A federal grand jury has charged four leaders of the Proud Boys with conspiracy to block Congress from certifying the results of the 2020 election during the Jan. 6 Capitol riot, according to an indictment that was unsealed Friday.
Ethan Nordean of Washington state, Joseph Biggs of Florida, Zachary Rehl of Pennsylvania, and Charles Donohoe of North Carolina allegedly conspired to encourage members of the Proud Boys to attend the Jan. 6 Stop the Steal rally, the indictment says according to Reuters. All four men are leaders or chapter organizers for the group.
The men allegedly obtained paramilitary gear, dismantled metal barriers, communicated with handheld radios and encrypted message applications, and solicited donations in preparation for the riot. The crowdfunding efforts included raising more than $5,500 for travel expenses to Washington D.C. and raising money for protective equipment. (RELATED: POLL: Americans More Concerned About Violence Over The Summer Than Capitol Riot)
Biggs said in a Nov. 5 social media post that there would be war if the election was stolen from former President Donald Trump, the indictment alleges, according to Reuters.
“We tried playing nice and by the rules, now you will deal with the monster you created,” Nordean allegedly declared on Nov. 27.
Nordean, Biggs, Rehl, Donohoe, a fifth unnamed co-conspirator, and more than 60 users participated in an encrypted messaging channel called “Boots on the Ground,” which was created the day before the riot, the indictment says, according to the report.

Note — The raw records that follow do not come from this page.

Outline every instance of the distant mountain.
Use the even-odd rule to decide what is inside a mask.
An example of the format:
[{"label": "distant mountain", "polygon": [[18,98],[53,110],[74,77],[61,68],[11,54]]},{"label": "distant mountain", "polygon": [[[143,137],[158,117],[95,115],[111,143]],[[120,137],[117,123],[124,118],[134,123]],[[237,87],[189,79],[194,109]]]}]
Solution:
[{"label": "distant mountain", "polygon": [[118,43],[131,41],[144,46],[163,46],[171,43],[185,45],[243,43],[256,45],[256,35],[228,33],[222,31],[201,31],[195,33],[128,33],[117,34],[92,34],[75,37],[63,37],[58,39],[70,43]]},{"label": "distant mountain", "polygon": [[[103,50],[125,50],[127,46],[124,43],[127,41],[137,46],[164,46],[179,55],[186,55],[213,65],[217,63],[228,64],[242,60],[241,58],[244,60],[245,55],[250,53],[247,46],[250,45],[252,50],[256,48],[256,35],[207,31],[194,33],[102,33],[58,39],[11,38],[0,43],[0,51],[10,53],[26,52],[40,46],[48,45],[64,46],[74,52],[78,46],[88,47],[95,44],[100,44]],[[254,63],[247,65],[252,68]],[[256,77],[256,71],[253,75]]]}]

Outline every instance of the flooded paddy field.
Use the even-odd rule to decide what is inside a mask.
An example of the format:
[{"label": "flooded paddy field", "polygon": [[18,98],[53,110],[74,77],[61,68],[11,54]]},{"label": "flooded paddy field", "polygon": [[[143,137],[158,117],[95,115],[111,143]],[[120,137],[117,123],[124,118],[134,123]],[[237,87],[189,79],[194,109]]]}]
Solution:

The unnamed co-conspirator declared that Nordean, aka Rufio Panman, would be a leader during the next day’s events.
“Rufio is in charge, cops are the primary threat, don’t get caught by them or BLM [Black Lives Matter],” the unnamed person allegedly said.
More than 300 people, including approximately 20 members of the Proud Boys, have been charged in connection with the riot, Reuters reported. Nordean and Biggs had both been arrested previously – Nordean was released from custody after the government failed to prove claims that he was a leader of the riot, and Biggs was released on a $25,000 bond.